I tried Time Profile (All Thread States) and the results are quite different:

31.0% 31.0% libSystem.B.dylib __semwait_signal
 0.0% 31.0% libSystem.B.dylib _pthread_cond_wait
   0.0% 31.0% libSystem.B.dylib  pthread_cond_wait$UNIX2003

 0.0% 15.5% libGLProgrammability.dylib   glvmDoWork
 0.0% 15.5% libSystem.B.dylib    _pthread_start
 0.0% 15.5% libSystem.B.dylib     thread_start

 0.0% 15.5% QuartzCore   fe_fragment_thread
 0.0% 15.5% libSystem.B.dylib    _pthread_start
 0.0% 15.5% libSystem.B.dylib     thread_start

28.3% 28.3% libSystem.B.dylib mach_msg_trap
0.0% 28.3% libSystem.B.dylib mach_msg
0.0% 15.5% OpenGL  glcDebugListener
0.0% 7.7% CoreFoundation  CFRunLoopRunSpecific
0.0% 2.0% CoreGraphics  _CGSGetPortStreamInline
0.0% 1.3% libSystem.B.dylib  mach_port_get_set_status
20.4% 20.4% iParticle updateSimulation
11.1% 11.1% libSystem.B.dylib thread_start
2.8% 2.8% libSystem.B.dylib pow$fenv_access_off
2.3% 2.3% libSystem.B.dylib __bsdthread_create

This with VBO's and 200k particles and approx. 45-60 fps. 

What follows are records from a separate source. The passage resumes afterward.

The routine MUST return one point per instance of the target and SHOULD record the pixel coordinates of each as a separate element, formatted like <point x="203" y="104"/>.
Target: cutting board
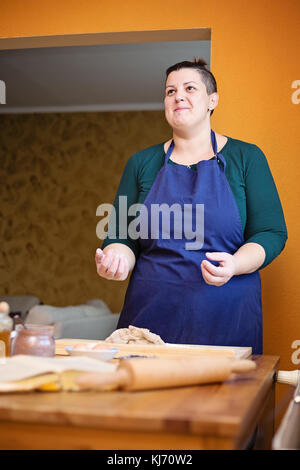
<point x="165" y="350"/>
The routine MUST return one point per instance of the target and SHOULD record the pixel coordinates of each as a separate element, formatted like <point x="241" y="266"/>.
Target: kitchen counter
<point x="218" y="416"/>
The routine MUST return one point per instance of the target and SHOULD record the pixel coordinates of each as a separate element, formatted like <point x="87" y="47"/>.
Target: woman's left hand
<point x="218" y="275"/>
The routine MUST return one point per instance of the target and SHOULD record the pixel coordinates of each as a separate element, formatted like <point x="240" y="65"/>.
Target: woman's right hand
<point x="112" y="264"/>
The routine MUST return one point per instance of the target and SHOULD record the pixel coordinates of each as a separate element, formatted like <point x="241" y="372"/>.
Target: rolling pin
<point x="153" y="373"/>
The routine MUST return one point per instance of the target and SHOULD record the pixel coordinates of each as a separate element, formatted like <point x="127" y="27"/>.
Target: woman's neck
<point x="196" y="145"/>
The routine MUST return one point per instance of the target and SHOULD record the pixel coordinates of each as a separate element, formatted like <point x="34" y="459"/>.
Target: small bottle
<point x="6" y="326"/>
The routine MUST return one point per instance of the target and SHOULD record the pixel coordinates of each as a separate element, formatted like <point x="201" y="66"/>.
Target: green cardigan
<point x="251" y="182"/>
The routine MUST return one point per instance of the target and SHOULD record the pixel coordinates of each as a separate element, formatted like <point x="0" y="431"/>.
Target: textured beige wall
<point x="55" y="169"/>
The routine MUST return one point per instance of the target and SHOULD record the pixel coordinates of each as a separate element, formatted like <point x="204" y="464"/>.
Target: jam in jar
<point x="34" y="340"/>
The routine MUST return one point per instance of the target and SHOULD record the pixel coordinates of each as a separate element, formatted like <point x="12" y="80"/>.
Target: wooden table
<point x="219" y="416"/>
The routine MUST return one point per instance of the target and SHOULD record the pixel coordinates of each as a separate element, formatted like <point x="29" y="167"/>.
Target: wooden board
<point x="166" y="350"/>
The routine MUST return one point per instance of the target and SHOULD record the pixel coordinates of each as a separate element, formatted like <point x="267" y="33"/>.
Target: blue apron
<point x="167" y="293"/>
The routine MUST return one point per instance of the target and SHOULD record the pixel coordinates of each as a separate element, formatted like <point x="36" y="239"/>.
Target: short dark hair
<point x="200" y="65"/>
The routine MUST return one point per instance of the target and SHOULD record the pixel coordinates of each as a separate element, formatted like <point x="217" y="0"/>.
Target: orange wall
<point x="255" y="57"/>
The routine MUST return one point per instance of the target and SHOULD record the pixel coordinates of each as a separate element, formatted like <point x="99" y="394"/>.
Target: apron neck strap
<point x="219" y="156"/>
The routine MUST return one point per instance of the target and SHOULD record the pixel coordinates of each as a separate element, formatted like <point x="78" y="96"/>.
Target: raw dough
<point x="134" y="335"/>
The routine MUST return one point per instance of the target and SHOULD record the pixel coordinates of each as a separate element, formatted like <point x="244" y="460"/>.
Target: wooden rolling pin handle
<point x="97" y="381"/>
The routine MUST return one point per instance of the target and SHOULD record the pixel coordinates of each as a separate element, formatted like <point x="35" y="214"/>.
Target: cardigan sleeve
<point x="265" y="222"/>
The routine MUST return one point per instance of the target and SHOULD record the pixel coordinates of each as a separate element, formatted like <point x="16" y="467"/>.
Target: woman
<point x="206" y="293"/>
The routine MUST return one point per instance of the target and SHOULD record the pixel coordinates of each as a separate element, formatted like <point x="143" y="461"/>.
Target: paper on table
<point x="22" y="367"/>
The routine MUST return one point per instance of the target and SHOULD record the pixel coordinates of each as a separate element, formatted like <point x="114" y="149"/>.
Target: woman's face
<point x="186" y="99"/>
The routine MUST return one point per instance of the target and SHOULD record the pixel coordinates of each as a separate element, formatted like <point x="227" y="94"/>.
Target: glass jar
<point x="6" y="325"/>
<point x="34" y="340"/>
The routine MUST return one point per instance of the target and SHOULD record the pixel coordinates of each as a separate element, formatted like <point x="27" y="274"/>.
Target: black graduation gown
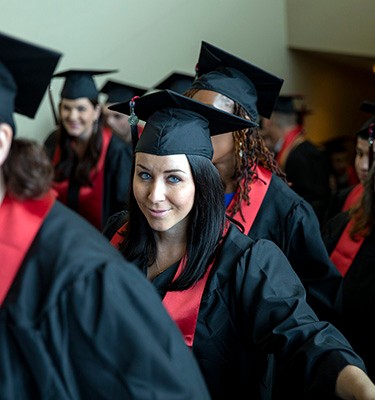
<point x="81" y="323"/>
<point x="288" y="220"/>
<point x="252" y="305"/>
<point x="307" y="168"/>
<point x="117" y="170"/>
<point x="358" y="292"/>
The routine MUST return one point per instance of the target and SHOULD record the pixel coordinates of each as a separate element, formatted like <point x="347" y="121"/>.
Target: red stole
<point x="291" y="140"/>
<point x="20" y="221"/>
<point x="90" y="198"/>
<point x="259" y="189"/>
<point x="345" y="251"/>
<point x="353" y="197"/>
<point x="182" y="306"/>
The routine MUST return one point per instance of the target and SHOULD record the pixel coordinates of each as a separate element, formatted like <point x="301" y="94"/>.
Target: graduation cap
<point x="176" y="124"/>
<point x="25" y="72"/>
<point x="80" y="83"/>
<point x="177" y="81"/>
<point x="253" y="88"/>
<point x="118" y="92"/>
<point x="367" y="131"/>
<point x="291" y="104"/>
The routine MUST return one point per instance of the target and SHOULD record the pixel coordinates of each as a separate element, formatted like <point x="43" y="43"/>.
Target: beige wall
<point x="146" y="39"/>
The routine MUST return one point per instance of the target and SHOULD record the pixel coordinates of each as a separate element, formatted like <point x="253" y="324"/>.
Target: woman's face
<point x="223" y="144"/>
<point x="164" y="190"/>
<point x="78" y="117"/>
<point x="361" y="159"/>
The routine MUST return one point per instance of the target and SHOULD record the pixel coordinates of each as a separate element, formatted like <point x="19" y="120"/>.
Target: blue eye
<point x="144" y="176"/>
<point x="174" y="179"/>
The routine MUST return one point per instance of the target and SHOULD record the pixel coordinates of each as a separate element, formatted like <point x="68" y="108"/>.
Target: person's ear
<point x="6" y="136"/>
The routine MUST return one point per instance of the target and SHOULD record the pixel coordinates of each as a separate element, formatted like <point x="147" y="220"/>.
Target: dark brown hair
<point x="28" y="171"/>
<point x="250" y="151"/>
<point x="69" y="164"/>
<point x="363" y="213"/>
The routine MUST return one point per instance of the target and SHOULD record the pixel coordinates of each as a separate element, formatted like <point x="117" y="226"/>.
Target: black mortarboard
<point x="118" y="92"/>
<point x="80" y="83"/>
<point x="253" y="88"/>
<point x="176" y="124"/>
<point x="367" y="131"/>
<point x="177" y="81"/>
<point x="291" y="104"/>
<point x="25" y="72"/>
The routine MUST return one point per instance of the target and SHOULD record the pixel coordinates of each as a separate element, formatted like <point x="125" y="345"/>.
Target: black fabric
<point x="358" y="292"/>
<point x="307" y="169"/>
<point x="117" y="170"/>
<point x="120" y="92"/>
<point x="250" y="307"/>
<point x="80" y="83"/>
<point x="25" y="72"/>
<point x="254" y="89"/>
<point x="81" y="323"/>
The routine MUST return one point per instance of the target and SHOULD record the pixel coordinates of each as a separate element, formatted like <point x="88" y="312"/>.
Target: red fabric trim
<point x="353" y="197"/>
<point x="182" y="306"/>
<point x="20" y="221"/>
<point x="90" y="198"/>
<point x="345" y="250"/>
<point x="258" y="191"/>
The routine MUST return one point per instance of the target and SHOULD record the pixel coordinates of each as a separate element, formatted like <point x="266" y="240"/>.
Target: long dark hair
<point x="27" y="170"/>
<point x="207" y="219"/>
<point x="250" y="151"/>
<point x="68" y="164"/>
<point x="363" y="213"/>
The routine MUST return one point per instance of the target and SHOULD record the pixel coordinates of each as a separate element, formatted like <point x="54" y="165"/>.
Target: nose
<point x="157" y="191"/>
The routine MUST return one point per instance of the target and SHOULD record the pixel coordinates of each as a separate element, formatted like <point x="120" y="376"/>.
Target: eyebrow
<point x="166" y="171"/>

Well, few things are messy and I am aware of it. I have timer for redraws. After redraw (=update and draw VBO buffers) I simply spawn 4 threads for calculations hoping they finish before next redraw. That was a quick hack but everything seems to work without garbage on screen. 

Anyway  it seems that I am wasting also 11% for those thread spawnings (which I suspected) so I need to design little better system for those with my limited (read non-existing) threading knowledge.

So what else should I read from the Shark results? 
There seems to be whopping 60% of time where something is blocking. Probably both; the VBO update and my kludged threading model?

AFAIK, glcDebugListener exists only when you're attached to the app with OpenGL Profiler, to service requests from it.  You ideally want it to show up as blocking, as you see above, 100% of the time; anything less is the overhead of the profiling.

fe_fragment_thread and glvmDoWork are Quartz and GL threads, who's purposes I'm not entirely sure of since I'm not familiar with them, but I believe they're basically worker threads that process work as it's given to them; that they're spending all their time blocking in pthread_cond_wait most likely simply indicates they're idle, so they're not the bottleneck, though it may indicate you're underutilising the system - you'll have to await a response from someone who knows these more intimately as to what you should be aiming to see from them.

Thread spawning for each frame, if this is intended to have anything approaching real-time framerates, is very very expensive, as you've noted.  What you should do, as I'm sure you know, is spawn your N worker threads (you can get the actual number of active cores on the machine using sysctl and hw.logicalcpu) and simply having them wait on a condition to do work.  That's a first step.  A better approach would be to decouple them further from your rendering by having them run continuously, servicing work from a central queue and simply periodically "dropping off" the results for the main thread to render from.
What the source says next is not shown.